Теперь для меня ясно, что нужно только помнить, что на свете, когда молишься, предстою я, да Господь — тогда бывает хорошо и чудно на душе, ни о чем другом не думать. Еще показал мне Батюшка лик Спасителя по пояс, но ослепительного света, смотреть нет возможности.

Когда я уходила, то просила дать мне что-либо в благословение. Батюшка взял мои четки, которые висят у меня на шее — его подарок — и говорит: «Будь довольна вот этим», — и, взяв одну бисеринку четочную. говорит: «Кому дается по зернышку, а ты получаешь все». Показывая на четки, сказал: «У вас телесное благотворно, а духовное благодатно».

Дядя Тимофей (извозчик) говорит:

«Однажды я приехал к Батюшке с матерью Татьяной и матерью Анной Полоцкой. Приехали, а он два дня нас не принимает, и на третий не принял. Остались ночевать под воскресение; я и думаю: буду сам просить Батюшку. Стал просить его, а он опять никак не принимает. «Ей, — говорит (матушке Татьяне), — не хочется в кухне сидеть, ну, пусть в прихожей сидит». Мать Татьяна горько заплакала. Вдруг через сколько времени батюшка говорит: «Уезжайте». А погода была очень плохая, снег валил хлопьями. Я, было, уперся ехать. Батюшка говорит: «Придет хозяин с базара, он все равно тебя прогонит». Я стал запрягать. Боюсь, руки и ноги трясутся. Выехали мы из Холмищ, не видать и света Божьего. Пришлось воротиться назад. Вдруг Батюшке докладывают, что Тимофей вернулся с матерью Татьяной. Он принял нас ласково. «Благодарствую за послушание тебе. Благоразумно ты сделал, что воротился». И на другой день он нас умильно принял, и даже просил прощенья, а мать Татьяну утешил так, что она успокоилась.

Приехали мы на первый день Рождества Христова к Батюшке, а под Рождество Батюшка готовился, говел и очень ослабел. Хозяин дал телеграмму Александре Сергеевне, что Батюшка очень слаб, а она забрала своего сына и привезла, и все сели пить чай. Александра Сергеевна говорит: «Батюшка, ничего я своего сына увезла, а у него скоро ученье?» А Батюшка: «Будет тебе голову забивать. Вот как раз будет оказия из Козельска и увезут сына твоего». Вдруг я стучусь. Вышел мальчик и говорит: «Кто тут?» — «Это я, Петя», — говорю. Мальчик входит в помещенье, говорит: «Дедушка приехал». Батюшка улыбнулся. «Вот как раз и сына твоего захватит. Я говорил, что будет оказия». И мальчик ко времени поспел учиться.

Приехали из Ленинграда о. Николай и Домникия Григорьевна. Они знают дороги, как проехать к Батюшке.
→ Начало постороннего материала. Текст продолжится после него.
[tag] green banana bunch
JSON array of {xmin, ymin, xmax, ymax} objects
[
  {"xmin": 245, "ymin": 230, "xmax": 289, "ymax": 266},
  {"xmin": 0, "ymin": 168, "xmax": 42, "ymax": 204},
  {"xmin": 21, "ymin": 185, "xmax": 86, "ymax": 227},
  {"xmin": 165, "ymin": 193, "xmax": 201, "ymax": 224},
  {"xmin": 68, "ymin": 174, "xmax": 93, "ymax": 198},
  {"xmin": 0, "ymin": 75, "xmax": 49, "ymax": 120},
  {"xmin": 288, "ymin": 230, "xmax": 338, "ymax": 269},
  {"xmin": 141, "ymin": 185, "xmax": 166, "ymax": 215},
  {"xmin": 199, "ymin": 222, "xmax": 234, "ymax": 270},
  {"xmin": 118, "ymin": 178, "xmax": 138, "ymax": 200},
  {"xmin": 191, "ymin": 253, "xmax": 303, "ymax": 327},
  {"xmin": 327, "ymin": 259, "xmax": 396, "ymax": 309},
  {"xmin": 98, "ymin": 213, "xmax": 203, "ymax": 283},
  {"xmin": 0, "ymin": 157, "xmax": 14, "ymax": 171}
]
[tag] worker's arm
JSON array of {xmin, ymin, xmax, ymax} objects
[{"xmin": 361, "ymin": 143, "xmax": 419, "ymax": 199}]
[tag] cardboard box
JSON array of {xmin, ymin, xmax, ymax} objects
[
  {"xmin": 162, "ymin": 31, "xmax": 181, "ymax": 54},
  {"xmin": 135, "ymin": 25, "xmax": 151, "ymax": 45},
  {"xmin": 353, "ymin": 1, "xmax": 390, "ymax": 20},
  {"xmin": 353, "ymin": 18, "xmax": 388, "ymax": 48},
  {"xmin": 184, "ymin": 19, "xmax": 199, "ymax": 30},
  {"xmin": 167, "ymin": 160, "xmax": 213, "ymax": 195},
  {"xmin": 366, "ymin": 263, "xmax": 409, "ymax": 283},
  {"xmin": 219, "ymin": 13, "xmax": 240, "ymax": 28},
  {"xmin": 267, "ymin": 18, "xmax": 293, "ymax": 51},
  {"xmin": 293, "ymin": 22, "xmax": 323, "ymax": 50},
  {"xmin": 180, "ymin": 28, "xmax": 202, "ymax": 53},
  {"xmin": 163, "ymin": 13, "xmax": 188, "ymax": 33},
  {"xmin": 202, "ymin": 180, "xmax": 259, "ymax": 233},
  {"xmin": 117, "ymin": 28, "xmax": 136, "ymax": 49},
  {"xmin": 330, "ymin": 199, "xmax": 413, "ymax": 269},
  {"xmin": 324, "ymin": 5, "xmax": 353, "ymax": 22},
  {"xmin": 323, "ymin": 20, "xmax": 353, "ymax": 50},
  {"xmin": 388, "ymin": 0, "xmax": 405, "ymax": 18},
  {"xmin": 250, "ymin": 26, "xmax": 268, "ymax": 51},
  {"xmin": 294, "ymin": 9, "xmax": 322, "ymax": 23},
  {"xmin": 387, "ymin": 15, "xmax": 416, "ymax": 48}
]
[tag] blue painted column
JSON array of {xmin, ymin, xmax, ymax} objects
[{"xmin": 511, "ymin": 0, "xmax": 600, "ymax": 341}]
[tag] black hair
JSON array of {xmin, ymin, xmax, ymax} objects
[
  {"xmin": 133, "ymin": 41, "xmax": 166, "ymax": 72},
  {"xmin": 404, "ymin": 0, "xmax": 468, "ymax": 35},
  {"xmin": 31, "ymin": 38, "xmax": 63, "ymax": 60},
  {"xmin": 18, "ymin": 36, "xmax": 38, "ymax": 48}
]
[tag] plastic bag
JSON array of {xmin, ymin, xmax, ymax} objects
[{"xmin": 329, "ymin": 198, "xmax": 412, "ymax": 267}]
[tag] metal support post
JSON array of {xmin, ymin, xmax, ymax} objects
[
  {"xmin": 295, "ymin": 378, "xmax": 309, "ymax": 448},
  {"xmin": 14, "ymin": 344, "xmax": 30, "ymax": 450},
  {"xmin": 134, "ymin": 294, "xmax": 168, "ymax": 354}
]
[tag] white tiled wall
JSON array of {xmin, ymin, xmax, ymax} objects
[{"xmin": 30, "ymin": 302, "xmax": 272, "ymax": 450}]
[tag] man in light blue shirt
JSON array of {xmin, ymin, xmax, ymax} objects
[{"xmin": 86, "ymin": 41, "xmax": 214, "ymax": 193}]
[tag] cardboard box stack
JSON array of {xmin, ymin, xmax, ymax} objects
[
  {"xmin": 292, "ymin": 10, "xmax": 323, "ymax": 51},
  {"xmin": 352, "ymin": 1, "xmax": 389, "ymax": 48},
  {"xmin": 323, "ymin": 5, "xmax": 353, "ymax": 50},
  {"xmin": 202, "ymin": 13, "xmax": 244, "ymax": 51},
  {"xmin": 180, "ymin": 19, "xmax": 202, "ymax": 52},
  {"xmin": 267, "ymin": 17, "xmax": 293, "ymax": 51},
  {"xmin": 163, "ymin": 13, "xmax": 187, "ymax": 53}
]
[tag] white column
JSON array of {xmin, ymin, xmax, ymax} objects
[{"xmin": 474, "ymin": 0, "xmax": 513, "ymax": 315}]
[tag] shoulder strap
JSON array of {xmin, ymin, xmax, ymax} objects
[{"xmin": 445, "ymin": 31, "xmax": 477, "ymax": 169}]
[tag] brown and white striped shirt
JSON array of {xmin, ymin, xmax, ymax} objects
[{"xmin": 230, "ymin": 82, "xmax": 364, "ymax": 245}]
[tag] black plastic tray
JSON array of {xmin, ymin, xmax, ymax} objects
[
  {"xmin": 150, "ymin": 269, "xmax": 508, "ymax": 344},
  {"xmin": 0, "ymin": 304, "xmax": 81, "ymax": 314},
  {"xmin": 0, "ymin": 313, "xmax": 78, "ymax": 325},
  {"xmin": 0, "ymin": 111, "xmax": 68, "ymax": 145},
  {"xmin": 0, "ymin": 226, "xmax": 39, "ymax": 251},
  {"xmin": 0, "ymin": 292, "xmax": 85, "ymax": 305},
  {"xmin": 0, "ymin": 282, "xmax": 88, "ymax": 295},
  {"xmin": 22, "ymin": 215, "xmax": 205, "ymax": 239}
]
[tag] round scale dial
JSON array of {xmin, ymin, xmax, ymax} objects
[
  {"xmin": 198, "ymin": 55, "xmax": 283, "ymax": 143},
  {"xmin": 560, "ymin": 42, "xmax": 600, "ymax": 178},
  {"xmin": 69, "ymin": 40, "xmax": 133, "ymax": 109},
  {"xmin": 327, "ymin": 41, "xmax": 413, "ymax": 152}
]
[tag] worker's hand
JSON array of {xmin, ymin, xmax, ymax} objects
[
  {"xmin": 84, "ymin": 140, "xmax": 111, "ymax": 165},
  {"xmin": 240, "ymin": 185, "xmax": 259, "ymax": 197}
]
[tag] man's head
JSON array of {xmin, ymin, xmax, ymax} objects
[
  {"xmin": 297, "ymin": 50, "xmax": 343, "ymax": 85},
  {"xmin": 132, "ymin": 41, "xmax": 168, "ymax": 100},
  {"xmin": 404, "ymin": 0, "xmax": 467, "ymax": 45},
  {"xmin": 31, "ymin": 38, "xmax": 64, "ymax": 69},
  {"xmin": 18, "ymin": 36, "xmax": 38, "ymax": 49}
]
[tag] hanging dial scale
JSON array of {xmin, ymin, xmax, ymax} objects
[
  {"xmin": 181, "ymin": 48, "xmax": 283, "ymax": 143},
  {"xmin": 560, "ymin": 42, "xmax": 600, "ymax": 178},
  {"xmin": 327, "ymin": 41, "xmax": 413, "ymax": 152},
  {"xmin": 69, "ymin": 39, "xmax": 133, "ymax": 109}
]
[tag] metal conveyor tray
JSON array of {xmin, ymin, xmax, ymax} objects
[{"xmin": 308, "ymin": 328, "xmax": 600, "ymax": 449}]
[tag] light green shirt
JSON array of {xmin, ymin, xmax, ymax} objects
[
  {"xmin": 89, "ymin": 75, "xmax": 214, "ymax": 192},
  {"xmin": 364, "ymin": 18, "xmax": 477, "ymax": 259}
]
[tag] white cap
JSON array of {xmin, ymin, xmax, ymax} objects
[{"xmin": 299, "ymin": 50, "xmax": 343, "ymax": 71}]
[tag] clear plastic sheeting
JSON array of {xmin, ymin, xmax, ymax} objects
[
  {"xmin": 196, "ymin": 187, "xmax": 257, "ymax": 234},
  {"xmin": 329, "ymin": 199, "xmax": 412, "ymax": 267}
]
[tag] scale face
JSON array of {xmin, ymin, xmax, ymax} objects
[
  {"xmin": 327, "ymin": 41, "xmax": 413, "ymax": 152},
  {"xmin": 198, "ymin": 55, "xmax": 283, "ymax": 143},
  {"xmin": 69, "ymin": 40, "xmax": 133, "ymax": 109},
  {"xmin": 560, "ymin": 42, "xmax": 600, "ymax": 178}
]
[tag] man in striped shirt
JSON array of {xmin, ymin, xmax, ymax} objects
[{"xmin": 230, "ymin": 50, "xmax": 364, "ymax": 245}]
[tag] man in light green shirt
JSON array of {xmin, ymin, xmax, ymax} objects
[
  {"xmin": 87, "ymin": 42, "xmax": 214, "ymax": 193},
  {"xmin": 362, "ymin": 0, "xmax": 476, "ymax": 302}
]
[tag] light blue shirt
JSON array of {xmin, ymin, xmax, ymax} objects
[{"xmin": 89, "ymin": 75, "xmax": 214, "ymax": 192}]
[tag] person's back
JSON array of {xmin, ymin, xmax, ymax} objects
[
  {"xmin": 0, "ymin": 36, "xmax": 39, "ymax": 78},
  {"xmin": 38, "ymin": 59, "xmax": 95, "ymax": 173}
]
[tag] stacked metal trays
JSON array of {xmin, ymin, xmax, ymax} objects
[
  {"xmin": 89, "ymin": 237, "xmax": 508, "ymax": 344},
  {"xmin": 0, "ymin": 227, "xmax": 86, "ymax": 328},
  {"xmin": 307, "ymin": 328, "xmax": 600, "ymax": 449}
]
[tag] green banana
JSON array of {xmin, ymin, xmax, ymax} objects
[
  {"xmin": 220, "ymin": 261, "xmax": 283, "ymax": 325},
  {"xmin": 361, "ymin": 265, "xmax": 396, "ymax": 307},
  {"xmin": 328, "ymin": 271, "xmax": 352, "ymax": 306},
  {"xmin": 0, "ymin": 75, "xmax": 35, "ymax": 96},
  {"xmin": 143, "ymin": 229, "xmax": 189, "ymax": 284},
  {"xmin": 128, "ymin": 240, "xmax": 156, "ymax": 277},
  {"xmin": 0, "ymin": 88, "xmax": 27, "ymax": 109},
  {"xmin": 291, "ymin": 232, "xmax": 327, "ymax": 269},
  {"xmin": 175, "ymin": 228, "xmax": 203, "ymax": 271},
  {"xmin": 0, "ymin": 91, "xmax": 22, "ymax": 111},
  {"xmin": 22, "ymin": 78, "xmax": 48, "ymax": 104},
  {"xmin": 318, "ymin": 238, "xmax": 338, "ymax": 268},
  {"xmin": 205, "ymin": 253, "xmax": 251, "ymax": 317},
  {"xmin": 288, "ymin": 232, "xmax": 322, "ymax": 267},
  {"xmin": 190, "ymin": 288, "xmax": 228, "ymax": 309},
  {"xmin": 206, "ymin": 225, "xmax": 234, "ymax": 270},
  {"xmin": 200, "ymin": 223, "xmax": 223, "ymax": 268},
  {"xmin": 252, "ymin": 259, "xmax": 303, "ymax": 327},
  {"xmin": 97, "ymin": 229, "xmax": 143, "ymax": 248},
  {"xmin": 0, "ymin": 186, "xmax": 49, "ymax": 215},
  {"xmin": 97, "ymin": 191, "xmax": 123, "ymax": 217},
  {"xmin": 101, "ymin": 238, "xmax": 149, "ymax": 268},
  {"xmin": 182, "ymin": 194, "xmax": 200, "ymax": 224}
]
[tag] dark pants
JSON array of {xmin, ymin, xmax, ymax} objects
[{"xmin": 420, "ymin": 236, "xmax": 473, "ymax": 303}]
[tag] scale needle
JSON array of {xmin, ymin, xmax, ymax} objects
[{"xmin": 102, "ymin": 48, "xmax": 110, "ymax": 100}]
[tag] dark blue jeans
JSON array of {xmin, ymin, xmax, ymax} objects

Им сказали найти дядю Тимофея, и мы поехали. Подъезжаем к Холмищам, о. Николай говорит: «В таких вертепах спасается такой великий Старец». Пришли в помещенье Старца. Принял он нас. Отец Николай видит, что у Старца блестит лик, и говорит: «Боже мой, живет в таком вертепе Старец, у которого лик блестит, а мы в Ленинграде как чумазые живем. Такой Старец старенький, слабенький. Не буду его затруднять и свои вопросы говорить — уж очень он слаб». Вдруг Старец берет его под руку, сажает в кресло и пробеседовал очень долго, так что о. Николай все вопросы кончил, а которые забыл, старец все ему напомнил. Отец Николай говорит: «Великий светильник Божий». — И слезно он отблагодарил Батюшку.

Из воспоминаний N:

Однажды мне не хотелось идти к Старцу на благословение, а хотелось прямо идти ко всенощной, чтобы там захватить хорошее место, чтобы было где посидеть. А на следующий день Батюшка принял меня, да заставил стоять долго, так что у меня колени заболели. А Батюшка пришел и смеется: «Что же, говорит, вчера посидела, так нынче постояла».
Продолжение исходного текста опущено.